Last week I asked the question as to why Rambam referred to the Temple as Beit ha-Behirah, “the Chosen House,” rather than using the more usual Beit ha-Mikdash or simply Mikdash (“the Holy Place”). One of the teachings of the Sefat Emet last week (Terumah, 5631, s.v. bamidrash vayiklu li) evoked certain thoughts on this point. He quotes there the verse, “And they shall make me a holy place and I shall dwell among them” (Exod 25:8), and goes on to explain that “a holy place” signifies holiness, in the sense of God’s transcendence, His separateness, His being unreachable, beyond our comprehension, whereas “I shall dwell among them” signifies immanence, availability, presence, the potential for intimacy with man. The word for the latter is mishkan (lit., “dwelling place”)—the word used for the precursor of Solomon’s Temple, in Shiloh and Gilgal.

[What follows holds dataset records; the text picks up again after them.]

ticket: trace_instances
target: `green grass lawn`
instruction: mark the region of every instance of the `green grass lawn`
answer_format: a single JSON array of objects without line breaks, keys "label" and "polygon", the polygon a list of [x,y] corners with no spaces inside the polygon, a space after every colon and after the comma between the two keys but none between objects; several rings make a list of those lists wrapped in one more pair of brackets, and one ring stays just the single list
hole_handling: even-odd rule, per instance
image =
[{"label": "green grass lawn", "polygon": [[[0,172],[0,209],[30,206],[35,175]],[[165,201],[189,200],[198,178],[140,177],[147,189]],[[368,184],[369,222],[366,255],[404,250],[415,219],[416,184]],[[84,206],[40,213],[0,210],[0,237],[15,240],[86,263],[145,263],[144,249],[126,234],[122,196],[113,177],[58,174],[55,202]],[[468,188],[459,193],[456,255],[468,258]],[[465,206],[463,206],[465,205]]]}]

It seems to me that one of the salient characteristics of Judaism is the attempt to create a synthesis between these two, to enable the human being to live in constant tension between the awareness of God’s transcendence and immanence, between the human responses of fear and of love, the commanding voice at Sinai and the loving father addressed in Tehillim or portrayed in the innumerable midrashim and Hasidic stories describing conversations between various human figures and the Almighty. This same idea underlies the unity of male and female symbolized by the Kabbalistic ideas of union of the Holy One blessed be He and Shekhinah.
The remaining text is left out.